We can inspect the source code, and see:
def neighbors(self, n):
# ...
try:
return list(self.adj[n])
except KeyError:
raise NetworkXError("The node %s is not in the graph." % (n,))
Now if inspect the source code, we see that (by default) adj is a dictionary, indeed:
node_dict_factory = dict
adjlist_dict_factory = dict
edge_attr_dict_factory = dict
def __init__(self, data=None, **attr):
# ...
self.node_dict_factory = ndf = self.node_dict_factory
# ...
self.node = ndf() # empty node attribute dict
# ...
So even if the dictionary lookup takes - worst case, but very unlikely - linear time O(n) in the number of nodes, then we only have another linear time to convert the list of keys into a list.

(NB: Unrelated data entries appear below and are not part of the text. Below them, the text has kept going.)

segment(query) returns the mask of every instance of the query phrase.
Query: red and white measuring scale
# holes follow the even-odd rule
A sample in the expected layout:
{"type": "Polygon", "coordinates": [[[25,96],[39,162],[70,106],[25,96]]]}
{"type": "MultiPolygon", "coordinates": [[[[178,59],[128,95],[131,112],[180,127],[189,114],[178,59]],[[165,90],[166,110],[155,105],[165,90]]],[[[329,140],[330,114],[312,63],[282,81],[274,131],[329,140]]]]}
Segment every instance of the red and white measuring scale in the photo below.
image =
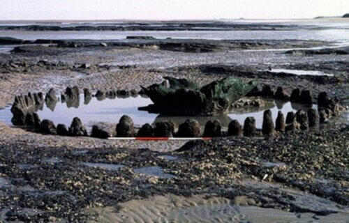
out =
{"type": "Polygon", "coordinates": [[[112,140],[138,140],[138,141],[171,141],[171,140],[211,140],[211,137],[173,138],[173,137],[110,137],[112,140]]]}

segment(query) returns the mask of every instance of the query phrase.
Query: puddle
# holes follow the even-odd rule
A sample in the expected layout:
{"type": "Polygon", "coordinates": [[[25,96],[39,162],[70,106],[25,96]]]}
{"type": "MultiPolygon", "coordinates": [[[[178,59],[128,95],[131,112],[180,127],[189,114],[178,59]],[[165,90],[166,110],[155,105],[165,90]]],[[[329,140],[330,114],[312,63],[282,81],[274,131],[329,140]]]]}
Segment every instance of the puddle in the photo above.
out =
{"type": "Polygon", "coordinates": [[[110,164],[106,163],[82,162],[81,164],[89,167],[102,168],[108,170],[119,170],[120,168],[125,167],[124,165],[110,164]]]}
{"type": "Polygon", "coordinates": [[[29,169],[31,168],[37,167],[36,167],[34,165],[31,165],[31,164],[19,164],[19,165],[17,165],[17,167],[20,170],[27,170],[27,169],[29,169]]]}
{"type": "Polygon", "coordinates": [[[89,153],[89,151],[87,150],[84,150],[84,151],[72,151],[71,153],[73,155],[83,155],[83,154],[87,154],[89,153]]]}
{"type": "Polygon", "coordinates": [[[137,174],[151,175],[163,178],[172,178],[175,177],[174,175],[165,173],[163,171],[163,169],[158,166],[138,168],[138,169],[135,169],[133,171],[137,174]]]}
{"type": "MultiPolygon", "coordinates": [[[[79,117],[82,123],[91,130],[93,125],[98,122],[106,123],[116,123],[123,115],[128,115],[133,121],[136,127],[148,123],[155,123],[171,120],[177,125],[183,123],[188,118],[195,119],[199,122],[202,128],[205,127],[206,123],[211,120],[218,119],[223,128],[228,128],[232,119],[237,119],[240,124],[243,124],[246,118],[253,116],[256,121],[256,127],[262,128],[264,109],[258,107],[249,107],[248,109],[233,109],[230,114],[216,116],[169,116],[156,114],[149,114],[144,111],[138,111],[138,107],[144,107],[151,104],[149,98],[138,96],[136,98],[129,97],[127,98],[106,98],[98,100],[96,98],[91,98],[87,103],[84,101],[83,95],[80,95],[80,100],[75,102],[57,102],[54,104],[44,105],[43,107],[38,108],[38,114],[41,120],[50,119],[57,125],[59,123],[70,126],[74,117],[79,117]]],[[[303,109],[308,110],[311,107],[316,108],[316,105],[306,105],[290,102],[274,100],[274,107],[270,108],[274,121],[276,119],[279,111],[281,111],[284,115],[289,112],[297,112],[303,109]]],[[[0,120],[9,125],[13,125],[11,118],[13,114],[10,107],[0,109],[0,120]]]]}
{"type": "Polygon", "coordinates": [[[62,162],[62,160],[57,158],[57,157],[52,157],[52,158],[45,159],[44,162],[53,164],[53,163],[61,162],[62,162]]]}
{"type": "Polygon", "coordinates": [[[290,69],[272,69],[269,70],[272,72],[285,72],[288,74],[292,74],[295,75],[311,75],[311,76],[330,76],[333,77],[334,75],[327,74],[322,71],[318,70],[290,70],[290,69]]]}
{"type": "Polygon", "coordinates": [[[178,160],[179,159],[179,157],[176,155],[159,155],[158,156],[158,157],[167,160],[178,160]]]}
{"type": "Polygon", "coordinates": [[[0,188],[10,187],[12,185],[8,180],[3,177],[0,177],[0,188]]]}
{"type": "Polygon", "coordinates": [[[283,162],[265,162],[265,163],[263,163],[263,167],[283,167],[283,166],[287,166],[287,164],[283,162]]]}

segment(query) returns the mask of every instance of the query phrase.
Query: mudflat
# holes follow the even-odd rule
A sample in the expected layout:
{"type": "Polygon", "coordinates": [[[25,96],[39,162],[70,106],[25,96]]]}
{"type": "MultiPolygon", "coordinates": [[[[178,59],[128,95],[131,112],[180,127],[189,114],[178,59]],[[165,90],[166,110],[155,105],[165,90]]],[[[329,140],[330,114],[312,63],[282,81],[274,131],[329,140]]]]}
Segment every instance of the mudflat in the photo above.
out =
{"type": "MultiPolygon", "coordinates": [[[[3,109],[16,95],[52,88],[59,96],[68,86],[139,92],[163,77],[200,86],[233,77],[288,95],[310,91],[314,104],[326,92],[342,110],[307,130],[210,141],[46,135],[0,119],[0,222],[348,222],[348,46],[149,36],[3,40],[16,44],[0,53],[3,109]]],[[[248,109],[244,103],[239,112],[248,109]]]]}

The add_edges_from method on the other hand is implemented as:
def add_edges_from(self, ebunch, attr_dict=None, **attr):
# ...
for e in ebunch:
ne = len(e)
if ne == 3:
u, v, dd = e
elif ne == 2:
u, v = e
dd = {} # doesnt need edge_attr_dict_factory
else:
raise NetworkXError(
"Edge tuple %s must be a 2-tuple or 3-tuple." % (e,))
if u not in self.node:
self.adj[u] = self.adjlist_dict_factory()
self.node[u] = {}
if v not in self.node:
self.adj[v] = self.adjlist_dict_factory()
self.node[v] = {}
datadict = self.adj[u].get(v, self.edge_attr_dict_factory())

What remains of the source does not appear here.